No, grazie. Né vogliamo questo, né ridurci semplicemente ad enumerare quello che è stato fatto. L’otto marzo deve proporsi, invece, come una giornata di lotta, nella quale difendere ciò che abbiamo conquistato e dobbiamo conquistare ancora.
La questione di genere esemplifica in modo chiaro e netto la contraddizione di base della società in cui viviamo: c’è chi detiene i mezzi di produzione e la ricchezza e chi lavora. La donna oltre a subire questa contraddizione (cassaintegrazione, precariato e sfruttamento di fatto colpiscono a prescindere dal genere), è tradizionalmente relegata fra le mura domestiche del patriarcato e questo tipo di lavoro si distingue dal “lavoro classico” proprio per la sua fruizione immediata, privo dunque del valore di scambio. Allora si è mirato (per esempio attraverso l’istruzione come mezzo di emancipazione) ad emulare il modello maschile, dell’uomo di successo, senza riuscire a comprendere che è necessario cambiare le stesse basi sociali ed economiche di questa società per cambiare i rapporti di genere.

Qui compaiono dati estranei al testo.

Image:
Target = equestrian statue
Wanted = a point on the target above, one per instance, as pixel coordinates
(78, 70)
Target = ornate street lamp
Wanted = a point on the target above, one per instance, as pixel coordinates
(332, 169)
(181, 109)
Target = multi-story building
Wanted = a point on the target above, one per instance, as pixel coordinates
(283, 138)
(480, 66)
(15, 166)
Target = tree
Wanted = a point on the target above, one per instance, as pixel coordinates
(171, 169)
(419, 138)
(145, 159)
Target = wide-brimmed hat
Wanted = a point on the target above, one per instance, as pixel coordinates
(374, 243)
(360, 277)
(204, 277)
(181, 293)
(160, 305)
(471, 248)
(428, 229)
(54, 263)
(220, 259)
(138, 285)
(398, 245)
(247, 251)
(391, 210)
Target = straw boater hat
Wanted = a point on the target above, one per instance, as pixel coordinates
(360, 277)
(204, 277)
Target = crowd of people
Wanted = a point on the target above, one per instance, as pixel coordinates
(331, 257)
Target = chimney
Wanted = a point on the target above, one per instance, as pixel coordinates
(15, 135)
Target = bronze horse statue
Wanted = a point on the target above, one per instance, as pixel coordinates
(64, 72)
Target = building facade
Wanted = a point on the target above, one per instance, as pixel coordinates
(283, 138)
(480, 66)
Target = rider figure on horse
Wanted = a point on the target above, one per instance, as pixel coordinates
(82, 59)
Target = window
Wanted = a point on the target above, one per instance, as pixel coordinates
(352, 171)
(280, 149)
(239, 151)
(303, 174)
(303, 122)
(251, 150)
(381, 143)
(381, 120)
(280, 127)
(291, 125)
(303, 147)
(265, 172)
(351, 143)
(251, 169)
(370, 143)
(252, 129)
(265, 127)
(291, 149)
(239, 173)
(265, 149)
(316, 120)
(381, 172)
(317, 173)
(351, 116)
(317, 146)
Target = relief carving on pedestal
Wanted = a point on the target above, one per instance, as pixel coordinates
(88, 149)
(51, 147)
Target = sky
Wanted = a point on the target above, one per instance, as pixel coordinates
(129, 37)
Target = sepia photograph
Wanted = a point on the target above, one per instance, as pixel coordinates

I governi che si succedono, fedeli alla visione capitalista, ci propinano i Pacchetti sicurezza, (ricordiamo il decreto Maroni del 2009!) per la sicurezza delle donne dicono loro, ma in realtà volti a fare della violenza di genere una questione razziale etichettando il migrante come violentatore; e ancora l’eliminazione della prostituzione (decreto Carfagna, 2008) perché fenomeno sociale degradante, ma solo se si vede perché, poi, di fatto, così facendo si ripropongono le famigerate case chiuse (abolite già con la Legge Merlin nel 1958!). Questi i provvedimenti governativi che vorrebbero scardinare la sottomissione della donna ce la offrono quindi o velina o ministra dal volto umano che si commuove quando vessa i lavoratori …
A dispetto di chi vuole la donna come oggetto, succube, solo madre apprensiva e moglie perfetta, le donne sono state e sono partigiane, studentesse, lavoratrici e compagne di lotta.